Grammarly and Carahsoft have partnered to provide Government agencies with trustworthy AI assistance supported by robust security measures. Thanks to this collaboration, Government agencies gain access to Grammarly’s trusted AI assistant, which can help them improve communication and boost operational efficiency. This partnership marks a notable advancement in supporting Government agencies in navigating the evolving digital landscape.

Unlocking the Benefits for Government Agencies

As a recognized leader in providing IT solutions to the public sector, Carahsoft offers extensive experience navigating the Government procurement process. Combined with Grammarly’s AI assistant, their expertise creates a powerful resource for Government agencies aiming to improve efficiency and productivity. When your agency works with Carahsoft and Grammarly, you’ll experience the following benefits:

Grammarly Government Communications AI Blog Embedded Image 2024

Rapid Implementation: Our streamlined setup process enables agencies to implement Grammarly across their organization in one day. This allows teams to start benefiting from enhanced communication support almost immediately.
Time Efficiency: On average, our users save about 35 minutes per day per person on communication tasks. This time can be redirected toward more strategic tasks, leading to improved project outcomes and better service delivery to the public.
Enhanced Communication Quality: Effective communication is crucial for Government agencies. Grammarly’s tools help teams craft clear, concise, and impactful messages, ensuring that important information is conveyed accurately. With over 70,000 teams already benefiting from our services, our track record speaks for itself.
Boosting Brand Compliance: Our advanced communication tools can help agencies improve brand compliance by a remarkable 71%. This consistency in communication enhances public trust and strengthens the agency’s reputation.

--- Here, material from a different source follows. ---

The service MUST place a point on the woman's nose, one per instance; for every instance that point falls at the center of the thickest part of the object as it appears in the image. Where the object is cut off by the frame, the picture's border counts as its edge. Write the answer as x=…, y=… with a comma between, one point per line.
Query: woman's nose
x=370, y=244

Our Commitment to Privacy, Security, and Compliance

Grammarly’s commitment to enterprise-grade security offers significant benefits for Government agencies. As a trusted partner, Grammarly adheres to the highest industry standards, ensuring that sensitive information remains secure. The collaboration with Carahsoft further underscores this dedication. Grammarly provides tailored AI solutions that meet the specific security needs of the public sector. By emphasizing stringent security measures, Grammarly helps agencies confidently use their tools while safeguarding critical data.

Additionally, Grammarly’s subscription-based revenue model ensures that customer content is never sold, placing a strong emphasis on user privacy and control. This transparency is essential for Government agencies, allowing them to maintain oversight of their data usage at all times. With a solid foundation supported by third-party audits and certifications, Grammarly provides compliance and regulatory support that agencies can rely on, reinforcing their ability to operate within legal and ethical boundaries while maximizing operational efficiency.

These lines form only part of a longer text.